New perspectives: Quantitative analysis and identification of active microbes
Adopting methods for quantitative microbiome profiling
Without accounting for potential differences in absolute microbial abundance between samples, the vast majority of microbiome projects today aim to characterize microbial communities based on compositional data [52]. These studies typically determine fractions of an unknown total number of microbial species, 16S rRNA gene copies, and other taxon-specific genes or functional gene categories. Unfortunately, compositional data tend to be misinterpreted as suggesting absolute shifts, reductions or increases in specific microbial taxa, gene functions or other microbiome parameters. Changes in absolute abundance of microbiome features can be biologically and clinically relevant, e.g. in small intestinal bacterial overgrowth (SIBO) [53], but tend to be ignored in standard microbiota projects.

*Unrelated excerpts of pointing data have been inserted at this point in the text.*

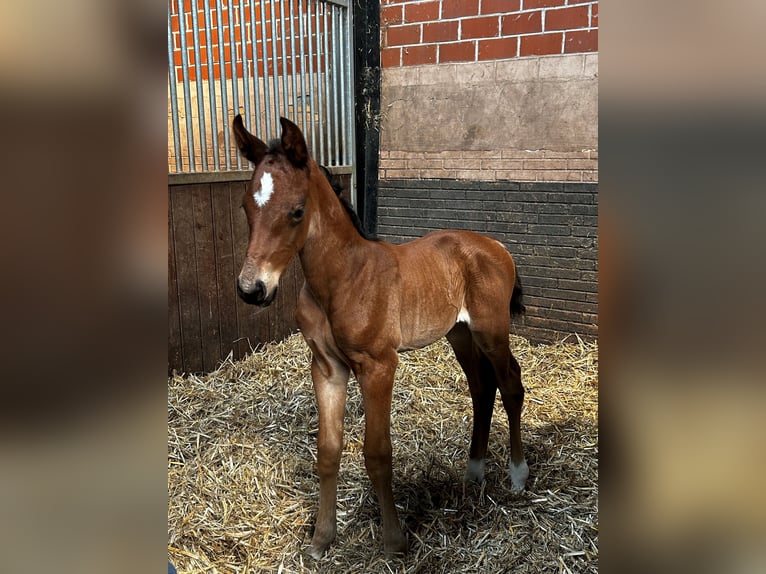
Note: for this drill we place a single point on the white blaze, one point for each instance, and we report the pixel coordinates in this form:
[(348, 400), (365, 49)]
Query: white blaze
[(263, 195)]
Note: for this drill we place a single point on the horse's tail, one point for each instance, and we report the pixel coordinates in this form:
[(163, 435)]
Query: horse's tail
[(517, 302)]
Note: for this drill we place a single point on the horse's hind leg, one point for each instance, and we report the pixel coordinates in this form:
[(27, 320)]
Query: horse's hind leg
[(483, 387), (508, 376)]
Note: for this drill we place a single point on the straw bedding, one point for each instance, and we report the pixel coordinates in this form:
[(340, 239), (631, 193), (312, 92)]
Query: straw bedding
[(243, 490)]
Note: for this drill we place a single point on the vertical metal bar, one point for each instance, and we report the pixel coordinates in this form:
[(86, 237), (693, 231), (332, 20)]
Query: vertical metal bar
[(351, 138), (224, 88), (337, 65), (294, 69), (283, 40), (266, 88), (173, 97), (245, 65), (234, 75), (211, 88), (320, 106), (256, 80), (275, 56), (200, 93), (187, 94), (327, 80), (314, 148), (302, 52), (342, 78)]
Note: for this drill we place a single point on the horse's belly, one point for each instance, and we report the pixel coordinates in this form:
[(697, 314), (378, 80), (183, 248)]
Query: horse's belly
[(418, 335)]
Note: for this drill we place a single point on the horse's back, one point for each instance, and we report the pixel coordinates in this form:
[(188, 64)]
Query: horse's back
[(449, 276)]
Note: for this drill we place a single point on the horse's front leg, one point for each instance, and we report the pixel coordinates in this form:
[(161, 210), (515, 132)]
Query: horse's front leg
[(376, 379), (330, 381)]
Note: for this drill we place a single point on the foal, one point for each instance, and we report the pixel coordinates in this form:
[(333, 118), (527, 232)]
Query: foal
[(363, 301)]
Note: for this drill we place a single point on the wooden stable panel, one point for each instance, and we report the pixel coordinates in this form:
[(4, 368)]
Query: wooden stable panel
[(207, 238)]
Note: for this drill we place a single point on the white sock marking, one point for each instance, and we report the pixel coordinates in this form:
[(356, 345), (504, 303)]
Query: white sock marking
[(263, 195)]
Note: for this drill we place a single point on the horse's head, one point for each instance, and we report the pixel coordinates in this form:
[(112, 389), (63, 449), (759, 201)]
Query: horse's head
[(278, 207)]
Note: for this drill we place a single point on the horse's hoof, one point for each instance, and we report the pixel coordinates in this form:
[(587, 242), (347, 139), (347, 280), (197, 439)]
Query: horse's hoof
[(315, 551), (474, 472), (319, 545), (397, 545), (519, 473)]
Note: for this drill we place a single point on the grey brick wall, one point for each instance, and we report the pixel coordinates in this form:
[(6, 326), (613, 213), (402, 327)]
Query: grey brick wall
[(551, 229)]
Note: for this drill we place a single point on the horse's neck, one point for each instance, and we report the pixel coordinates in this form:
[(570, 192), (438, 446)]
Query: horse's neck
[(332, 246)]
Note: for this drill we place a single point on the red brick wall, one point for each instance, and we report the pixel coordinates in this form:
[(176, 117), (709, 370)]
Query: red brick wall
[(441, 31)]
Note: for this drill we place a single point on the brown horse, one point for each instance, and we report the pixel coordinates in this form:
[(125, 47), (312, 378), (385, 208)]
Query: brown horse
[(363, 301)]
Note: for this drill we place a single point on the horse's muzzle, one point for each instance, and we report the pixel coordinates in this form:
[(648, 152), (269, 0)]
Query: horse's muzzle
[(258, 295)]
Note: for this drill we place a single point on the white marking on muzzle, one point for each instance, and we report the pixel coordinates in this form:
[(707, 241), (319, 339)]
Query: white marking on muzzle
[(263, 195)]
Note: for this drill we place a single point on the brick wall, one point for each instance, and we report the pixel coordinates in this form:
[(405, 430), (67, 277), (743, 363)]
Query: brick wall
[(489, 122), (443, 31)]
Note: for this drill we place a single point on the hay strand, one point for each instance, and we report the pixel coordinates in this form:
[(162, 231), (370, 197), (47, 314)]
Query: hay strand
[(243, 490)]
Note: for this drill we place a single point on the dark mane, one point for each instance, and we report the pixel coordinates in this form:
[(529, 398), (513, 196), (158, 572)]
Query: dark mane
[(275, 148), (334, 182)]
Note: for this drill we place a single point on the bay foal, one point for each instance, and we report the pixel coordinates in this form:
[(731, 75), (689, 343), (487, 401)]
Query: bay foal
[(363, 301)]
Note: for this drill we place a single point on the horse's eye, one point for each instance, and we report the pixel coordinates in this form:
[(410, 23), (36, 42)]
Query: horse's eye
[(297, 214)]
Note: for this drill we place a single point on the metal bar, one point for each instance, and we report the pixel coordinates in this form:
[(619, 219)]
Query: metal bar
[(211, 88), (327, 80), (256, 80), (283, 40), (200, 93), (173, 98), (245, 65), (275, 56), (187, 90), (320, 102), (294, 69), (234, 76), (224, 87), (337, 65), (266, 88), (302, 36), (314, 148), (342, 79), (350, 123)]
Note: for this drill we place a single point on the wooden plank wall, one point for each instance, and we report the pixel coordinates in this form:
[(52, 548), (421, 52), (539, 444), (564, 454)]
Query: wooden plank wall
[(207, 237)]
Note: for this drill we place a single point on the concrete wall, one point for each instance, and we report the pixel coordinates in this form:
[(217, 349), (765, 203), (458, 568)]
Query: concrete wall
[(489, 122), (528, 119)]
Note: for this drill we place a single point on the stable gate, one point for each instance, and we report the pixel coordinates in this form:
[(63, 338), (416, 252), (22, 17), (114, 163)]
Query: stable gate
[(264, 59)]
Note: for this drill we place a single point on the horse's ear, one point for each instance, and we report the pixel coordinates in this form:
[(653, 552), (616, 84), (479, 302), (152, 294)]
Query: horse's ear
[(293, 143), (249, 146)]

Vandeputte et al. (2017) found the bacterial load of human faeces to vary between healthy people and in individuals over time and bacterial density correlated with faecal enterotype [54]. Moreover, the authors demonstrated that quantitative microbiota profiling can change clinical perspectives. In this case, compared to previous reports based on relative faecal microbiota profiling, different bacterial taxa could be identified as specific biomarkers for inflammatory bowel diseases [54].
Different experimental approaches have been proposed to gather quantitative microbiome information, including cell counting by flow cytometry [54], quantitative or real-time PCR of the universal bacterial 16S rRNA gene [55] and normalization of bacterial relative abundances based on defined cell numbers that are spiked into the samples before nucleic acid isolation [56]. While the first approach is technically more demanding, commercial kits have become available to easily integrate quantitative analyses into microbiome project workflows. Importantly, sequencing depth, i.e., the number of reads assigned to each sample after 16S rRNA gene amplicon sequencing, should not be used to infer quantitative information, as inconsistent read counts between samples are typically technical artefacts that do not reflect quantitative differences [54]. However, the sequencing depth per sample does affect the alpha- and beta-diversity parameters of the microbiota and should be controlled, e.g., by bioinformatically rarefying read counts to equal numbers prior to statistical analysis [57].

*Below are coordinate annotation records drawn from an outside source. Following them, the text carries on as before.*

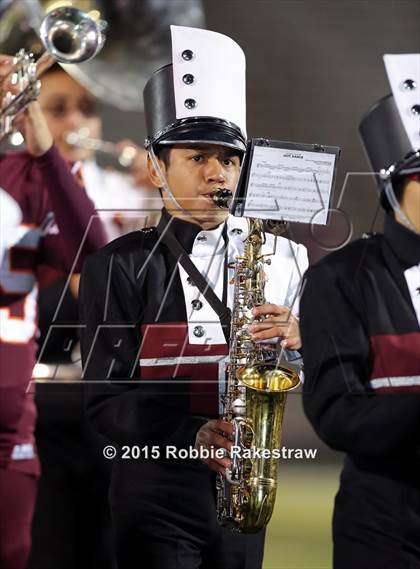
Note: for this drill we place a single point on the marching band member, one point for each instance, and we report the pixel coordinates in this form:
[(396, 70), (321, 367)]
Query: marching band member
[(68, 447), (47, 214), (152, 345), (360, 316)]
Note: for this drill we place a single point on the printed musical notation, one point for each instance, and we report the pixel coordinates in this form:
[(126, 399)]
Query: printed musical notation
[(293, 185)]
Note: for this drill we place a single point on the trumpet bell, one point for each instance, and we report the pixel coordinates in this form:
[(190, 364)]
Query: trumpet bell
[(70, 37)]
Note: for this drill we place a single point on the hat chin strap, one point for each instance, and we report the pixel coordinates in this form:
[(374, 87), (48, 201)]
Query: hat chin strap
[(389, 192)]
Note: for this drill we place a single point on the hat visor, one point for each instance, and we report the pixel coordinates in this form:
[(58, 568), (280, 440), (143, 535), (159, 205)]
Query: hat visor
[(219, 134)]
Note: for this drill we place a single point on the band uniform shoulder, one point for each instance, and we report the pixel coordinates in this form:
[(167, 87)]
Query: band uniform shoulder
[(135, 241), (352, 256)]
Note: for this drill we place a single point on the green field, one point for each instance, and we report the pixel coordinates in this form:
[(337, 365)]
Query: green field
[(299, 533)]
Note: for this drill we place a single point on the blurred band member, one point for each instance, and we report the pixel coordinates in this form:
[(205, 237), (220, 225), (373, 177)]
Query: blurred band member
[(360, 321), (72, 528), (44, 216), (70, 109)]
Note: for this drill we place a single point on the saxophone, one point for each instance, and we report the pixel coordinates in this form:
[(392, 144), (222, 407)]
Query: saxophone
[(254, 401)]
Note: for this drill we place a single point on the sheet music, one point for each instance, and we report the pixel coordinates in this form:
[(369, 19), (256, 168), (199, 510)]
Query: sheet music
[(290, 184)]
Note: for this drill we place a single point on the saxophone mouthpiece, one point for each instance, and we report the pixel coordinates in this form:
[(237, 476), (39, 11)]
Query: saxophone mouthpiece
[(222, 198)]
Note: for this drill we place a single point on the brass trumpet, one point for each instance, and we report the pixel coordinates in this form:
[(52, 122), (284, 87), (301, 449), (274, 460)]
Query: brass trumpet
[(81, 139), (69, 36)]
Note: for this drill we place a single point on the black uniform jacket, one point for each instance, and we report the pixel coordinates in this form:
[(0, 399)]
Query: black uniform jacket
[(361, 342), (132, 307)]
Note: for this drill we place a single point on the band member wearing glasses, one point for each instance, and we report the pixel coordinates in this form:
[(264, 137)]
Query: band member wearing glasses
[(360, 314), (45, 214), (151, 342)]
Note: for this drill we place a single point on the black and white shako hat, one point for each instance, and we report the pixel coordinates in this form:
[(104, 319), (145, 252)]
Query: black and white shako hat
[(200, 97), (390, 131)]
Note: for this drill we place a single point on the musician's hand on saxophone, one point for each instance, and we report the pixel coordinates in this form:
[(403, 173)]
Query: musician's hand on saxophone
[(279, 322), (214, 435), (31, 122)]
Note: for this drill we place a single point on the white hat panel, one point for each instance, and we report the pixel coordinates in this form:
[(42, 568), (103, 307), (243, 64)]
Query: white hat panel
[(209, 75), (404, 77)]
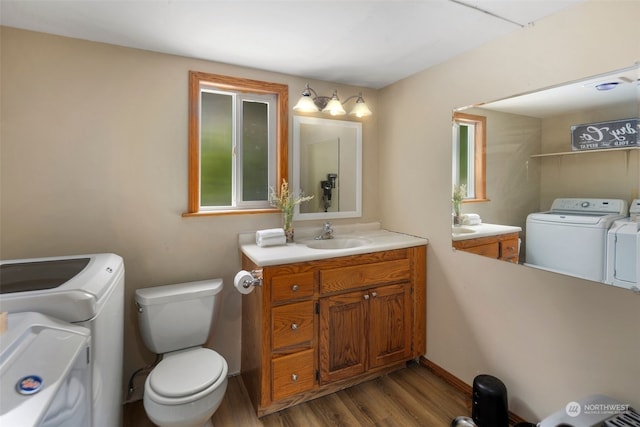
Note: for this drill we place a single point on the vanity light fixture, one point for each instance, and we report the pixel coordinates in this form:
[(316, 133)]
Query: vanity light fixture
[(311, 102)]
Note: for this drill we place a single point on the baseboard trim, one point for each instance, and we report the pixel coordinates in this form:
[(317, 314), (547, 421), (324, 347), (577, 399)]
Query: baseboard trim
[(460, 385)]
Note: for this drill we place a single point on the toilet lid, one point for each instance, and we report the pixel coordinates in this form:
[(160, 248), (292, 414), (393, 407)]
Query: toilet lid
[(186, 373)]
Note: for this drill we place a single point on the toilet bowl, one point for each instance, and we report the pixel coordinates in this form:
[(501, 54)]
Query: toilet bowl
[(188, 385)]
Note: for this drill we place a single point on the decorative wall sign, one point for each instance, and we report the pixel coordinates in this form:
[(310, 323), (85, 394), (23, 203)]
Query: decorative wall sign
[(612, 134)]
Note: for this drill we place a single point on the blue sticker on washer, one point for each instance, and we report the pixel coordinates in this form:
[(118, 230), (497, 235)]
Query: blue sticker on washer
[(29, 385)]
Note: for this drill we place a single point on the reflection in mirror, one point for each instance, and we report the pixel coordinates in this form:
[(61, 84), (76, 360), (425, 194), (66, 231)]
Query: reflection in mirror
[(327, 163), (531, 162)]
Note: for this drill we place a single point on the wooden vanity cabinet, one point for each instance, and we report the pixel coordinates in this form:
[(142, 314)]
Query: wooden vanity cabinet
[(502, 246), (317, 327)]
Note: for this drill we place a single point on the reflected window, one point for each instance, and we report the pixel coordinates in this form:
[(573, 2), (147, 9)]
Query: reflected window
[(237, 143), (469, 154)]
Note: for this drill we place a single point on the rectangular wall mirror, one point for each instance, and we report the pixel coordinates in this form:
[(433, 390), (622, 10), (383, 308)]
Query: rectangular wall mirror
[(327, 163)]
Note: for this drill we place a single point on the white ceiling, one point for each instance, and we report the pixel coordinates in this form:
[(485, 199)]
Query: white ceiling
[(576, 96), (363, 43)]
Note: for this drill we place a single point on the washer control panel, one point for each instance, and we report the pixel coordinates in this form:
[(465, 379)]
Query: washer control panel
[(604, 206)]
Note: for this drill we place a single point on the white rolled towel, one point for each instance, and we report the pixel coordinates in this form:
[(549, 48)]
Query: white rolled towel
[(471, 219), (271, 237)]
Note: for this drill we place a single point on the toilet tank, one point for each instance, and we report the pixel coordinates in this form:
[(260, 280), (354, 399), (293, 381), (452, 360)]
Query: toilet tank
[(174, 317)]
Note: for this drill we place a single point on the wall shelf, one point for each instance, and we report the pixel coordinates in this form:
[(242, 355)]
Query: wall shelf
[(566, 153)]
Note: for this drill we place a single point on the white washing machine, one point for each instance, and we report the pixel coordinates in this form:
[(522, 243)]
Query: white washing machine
[(45, 372), (86, 290), (623, 250), (571, 238)]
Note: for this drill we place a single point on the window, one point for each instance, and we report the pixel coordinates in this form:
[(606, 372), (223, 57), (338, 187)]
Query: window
[(469, 153), (238, 137)]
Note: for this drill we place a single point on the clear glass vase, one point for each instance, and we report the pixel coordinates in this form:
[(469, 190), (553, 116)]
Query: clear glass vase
[(288, 225)]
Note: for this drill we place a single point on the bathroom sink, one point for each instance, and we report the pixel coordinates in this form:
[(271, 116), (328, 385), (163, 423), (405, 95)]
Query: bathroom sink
[(338, 243), (461, 230)]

Differentiating between total and active microbes
Sequencing-based microbiome studies typically rely on DNA as sole evidence for the existence of a microbiota in a sample. However, DNA from dying cells or spores or cell-free DNA in a sample may be evidence for microbial contact, but it does not necessarily indicate microbial life and an active microbiota in the sample. For example, the existence of a blood microbiome remains controversial, despite PCR-based evidence for bacterial 16S rRNA genes in blood DNA extracts from non-septic individuals, as attempts to culture bacteria from the same samples have mostly been unsuccessful [58]. While bacterial adaptation to the harsh conditions of the stomach has been demonstrated, metabolically active microbes in the stomach are difficult to distinguish from ingested, inactive microbes from other, adjacent body sites or food using DNA-based microbiota surveys alone [59]. To address this problem, a number of experimental and bioinformatic approaches have recently been proposed to identify metabolically active microbes reflective of a thriving microbiota.

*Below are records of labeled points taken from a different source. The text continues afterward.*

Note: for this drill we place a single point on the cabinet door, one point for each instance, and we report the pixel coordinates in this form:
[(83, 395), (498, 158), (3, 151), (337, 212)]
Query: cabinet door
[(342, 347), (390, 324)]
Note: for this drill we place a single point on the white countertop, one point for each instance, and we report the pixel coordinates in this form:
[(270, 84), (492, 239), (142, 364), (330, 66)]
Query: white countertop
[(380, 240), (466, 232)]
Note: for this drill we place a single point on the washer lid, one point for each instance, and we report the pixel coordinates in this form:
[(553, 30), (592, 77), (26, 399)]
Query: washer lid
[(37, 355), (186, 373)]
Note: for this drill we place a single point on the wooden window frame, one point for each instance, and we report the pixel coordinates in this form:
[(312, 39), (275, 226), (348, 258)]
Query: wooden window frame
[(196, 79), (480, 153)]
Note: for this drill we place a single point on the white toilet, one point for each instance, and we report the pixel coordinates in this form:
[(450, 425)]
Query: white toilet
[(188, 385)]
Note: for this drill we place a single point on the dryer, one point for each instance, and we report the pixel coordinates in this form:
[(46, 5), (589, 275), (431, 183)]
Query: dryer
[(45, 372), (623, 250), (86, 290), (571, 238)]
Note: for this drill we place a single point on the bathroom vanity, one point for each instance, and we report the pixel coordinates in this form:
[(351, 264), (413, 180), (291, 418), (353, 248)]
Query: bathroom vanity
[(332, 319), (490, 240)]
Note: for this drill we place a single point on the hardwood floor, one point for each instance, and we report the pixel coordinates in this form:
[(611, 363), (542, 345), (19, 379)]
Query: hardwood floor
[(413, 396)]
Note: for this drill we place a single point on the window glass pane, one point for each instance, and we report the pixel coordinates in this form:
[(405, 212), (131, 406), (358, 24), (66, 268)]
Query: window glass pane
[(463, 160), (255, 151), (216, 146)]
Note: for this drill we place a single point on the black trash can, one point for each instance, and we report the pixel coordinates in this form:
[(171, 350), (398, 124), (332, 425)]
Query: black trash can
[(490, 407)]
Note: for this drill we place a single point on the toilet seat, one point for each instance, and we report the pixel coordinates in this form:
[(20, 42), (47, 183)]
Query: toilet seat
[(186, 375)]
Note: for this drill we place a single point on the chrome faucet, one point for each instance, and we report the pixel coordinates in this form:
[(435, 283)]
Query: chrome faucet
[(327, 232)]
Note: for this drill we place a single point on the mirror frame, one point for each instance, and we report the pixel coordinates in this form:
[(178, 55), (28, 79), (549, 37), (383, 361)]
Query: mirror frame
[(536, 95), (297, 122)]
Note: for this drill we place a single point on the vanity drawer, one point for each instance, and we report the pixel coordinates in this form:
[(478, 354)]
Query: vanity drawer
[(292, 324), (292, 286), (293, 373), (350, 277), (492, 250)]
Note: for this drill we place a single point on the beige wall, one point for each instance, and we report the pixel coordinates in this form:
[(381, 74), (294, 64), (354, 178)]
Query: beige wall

Propidium monoazide (PMA) intercalates into double-stranded DNA, preventing it from being amplified by PCR and has been used by Chu et al. (2017) to remove free DNA from dead microbes prior to 16S rRNA gene amplicon sequencing [25]. Several groups have shown that 16S rRNA-based taxonomic microbiota compositions differ between RNA and DNA fractions isolated from the same sample [59]. This has been used to differentiate between transcriptionally active bacteria, which are identified on the basis of RNA evidence, and all other bacteria, which are identified on the basis of DNA evidence. Moreover, if DNA- and RNA-based analyses are combined with quantitative microbiota profiling, the ratio of 16S rRNA transcript-to-gene copies can be used to quantify transcriptional activity and stratify bacterial taxa [59]. However, recent studies on soil bacteria also found 16S rRNA transcripts to remain stable for extended periods of time [60] and 16S rRNA gene and transcript compositions to be indistinguishable [61], suggesting that RNA-based methods to measure metabolic activity do not work equally well for all microbiome types. Importantly, experimental protocols need to support the simultaneous isolation of DNA and RNA from the same sample and extracted RNA should be carefully controlled for contamination with trace amounts of DNA, in order to avoid selectively enriching specific microbial taxa with separate lysis protocols or erroneously interpreting DNA-based signals as indicators of transcriptional activity, respectively [59].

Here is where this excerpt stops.